Er fand seinen eigenen Weg, um in der Welt des schwarzen Élite über Wasser zu bleiben. Plinius hatte gewollt, dass sein Sohn ein Rassenmensch war, und jetzt hielt Alain zahlreiche Vorträge und trug Artikel zu Du Bois ‚Crisis bei, die der N.A.A.C.P. beigefügt war, und Charles Johnsons Opportunity, dem Hausorgan der National Urban League. Aber er distanzierte sich von dem anstrengenden Heldentum von Negro Uplift und von dem, was er als plattfüßiges Beharren auf „politischer“ Kunst ansah. Locke war ein voluptuary: er befürchtete, dass Du Bois und die jüngeren, weiter links stehenden Mitglieder der Bewegung – insbesondere Hughes und McKay — den Ausdruck der Neger herabgesetzt und in die Kiste der Politik gesteckt hätten. Die Titel von Lockes Essays über Ästhetik („Schönheit statt Asche“, „Kunst oder Propaganda?,“ „Propaganda-oder Poesie?“) machte kleine Einschnitte in die politischen Hoffnungen seiner Zeitgenossen. Schwarze Kunst, in Lockes Ansicht, war veränderlich und riesig.

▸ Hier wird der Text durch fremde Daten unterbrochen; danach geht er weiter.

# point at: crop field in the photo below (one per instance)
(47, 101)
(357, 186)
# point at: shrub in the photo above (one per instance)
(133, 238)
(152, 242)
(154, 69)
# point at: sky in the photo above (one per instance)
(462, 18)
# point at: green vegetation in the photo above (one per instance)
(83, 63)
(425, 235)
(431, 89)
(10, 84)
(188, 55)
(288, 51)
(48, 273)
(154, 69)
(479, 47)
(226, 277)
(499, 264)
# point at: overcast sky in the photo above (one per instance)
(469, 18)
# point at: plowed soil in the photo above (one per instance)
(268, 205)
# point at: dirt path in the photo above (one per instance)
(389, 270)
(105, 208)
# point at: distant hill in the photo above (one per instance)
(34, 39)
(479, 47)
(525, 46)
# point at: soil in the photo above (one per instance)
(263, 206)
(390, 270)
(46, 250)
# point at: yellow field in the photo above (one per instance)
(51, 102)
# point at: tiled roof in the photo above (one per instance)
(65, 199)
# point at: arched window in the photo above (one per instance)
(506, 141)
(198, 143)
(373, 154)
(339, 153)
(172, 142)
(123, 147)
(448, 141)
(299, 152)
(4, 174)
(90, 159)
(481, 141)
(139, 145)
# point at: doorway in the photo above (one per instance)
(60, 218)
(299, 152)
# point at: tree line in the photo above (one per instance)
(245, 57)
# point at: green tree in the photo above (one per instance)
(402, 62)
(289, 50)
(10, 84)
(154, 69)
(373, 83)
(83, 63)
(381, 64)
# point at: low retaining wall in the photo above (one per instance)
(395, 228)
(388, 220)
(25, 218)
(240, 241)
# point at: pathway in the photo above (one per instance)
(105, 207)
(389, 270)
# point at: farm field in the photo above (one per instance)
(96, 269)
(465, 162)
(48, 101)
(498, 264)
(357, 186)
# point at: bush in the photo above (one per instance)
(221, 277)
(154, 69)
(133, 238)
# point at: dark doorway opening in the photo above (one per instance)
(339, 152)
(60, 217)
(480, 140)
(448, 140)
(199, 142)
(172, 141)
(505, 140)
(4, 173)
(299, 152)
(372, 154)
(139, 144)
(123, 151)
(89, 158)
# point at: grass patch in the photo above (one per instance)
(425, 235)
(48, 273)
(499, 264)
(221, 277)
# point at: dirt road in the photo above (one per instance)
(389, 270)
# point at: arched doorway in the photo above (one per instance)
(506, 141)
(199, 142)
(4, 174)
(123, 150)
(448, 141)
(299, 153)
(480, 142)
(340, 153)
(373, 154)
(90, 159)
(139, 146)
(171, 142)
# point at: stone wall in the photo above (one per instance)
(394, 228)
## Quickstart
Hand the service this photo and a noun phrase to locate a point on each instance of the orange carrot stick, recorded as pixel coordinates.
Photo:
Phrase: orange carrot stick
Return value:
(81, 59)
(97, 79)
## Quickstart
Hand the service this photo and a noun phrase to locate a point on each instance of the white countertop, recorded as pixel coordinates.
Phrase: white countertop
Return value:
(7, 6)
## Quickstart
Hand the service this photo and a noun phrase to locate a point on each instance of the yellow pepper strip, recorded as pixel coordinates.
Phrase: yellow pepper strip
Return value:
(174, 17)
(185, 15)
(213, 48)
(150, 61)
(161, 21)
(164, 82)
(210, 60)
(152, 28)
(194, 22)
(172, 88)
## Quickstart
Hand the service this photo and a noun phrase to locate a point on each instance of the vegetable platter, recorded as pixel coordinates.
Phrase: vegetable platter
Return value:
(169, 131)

Nicht unähnlich der Schwärze selbst. 1916 hielt Locke eine Reihe von Vorträgen mit dem Titel „Race Contacts and Interracial Relations“, in denen er das eng „biologische“ Verständnis der Rasse sorgfältig widerlegte und gleichzeitig auf der Macht der Kultur bestand, Schwarz von Weiß zu unterscheiden, aber nicht zu trennen. Bewaffnet mit seiner pragmatischen Ausbildung hackte er einen Weg zu einer neuen philosophischen Sichtweise: „Kultureller Pluralismus.“
Der Begriff war in privaten Debatten mit Horace Kallen aufgetaucht, einem jüdischen Studenten, der sich sowohl in Harvard als auch in Oxford mit Locke überschneidete. Kallen erklärte, dass sich die Philosophie, wie sein Mentor William James betonte, nur mit Unterschieden befassen sollte, die „einen Unterschied machen“ — was Kallen die hartnäckigen Tatsachen seines Judentums und Lockes Schwärze einschloss. Locke dementierte. Rasse, ethnische Zugehörigkeit, die Vorstellung eines „Volkes“: Dies waren keine Ausdrücke einer gefrorenen Essenz, sondern wurden aus diesem geschmeidigeren Zeug, der Tradition, geformt — um durch die Kraft und den Einfallsreichtum der menschlichen Praxis erhöht und umgewandelt zu werden. Er konnte die Herkunft seines Volkes schätzen, ohne sie an ihre Vergangenheit zu binden.
Seine eigene Vergangenheit hatte begonnen, sich schmerzhaft zu lösen. Mary Locke starb 1922 und ließ Alain niedergeschlagen und treibend zurück. Aber ihr Tod befreite ihn auch psychisch aus der verschwundenen Welt des Fin-de-Siècle Black Élite mit seinen erstickenden Diktaten. Als er in die Moderne wechselte, stellte er fest, dass sein Leben freier und lockerer war; Sein Pomp flammte ins Lager. Bei Marys Erwachen stellte Locke sie nicht in einem Zustand vor, in dem sie lag; Vielmehr stellte er sie alarmierend auf der Couch des Salons auf — ihre Leiche lag wie eine Gastgeberin vor einem Raum entsetzter Gäste.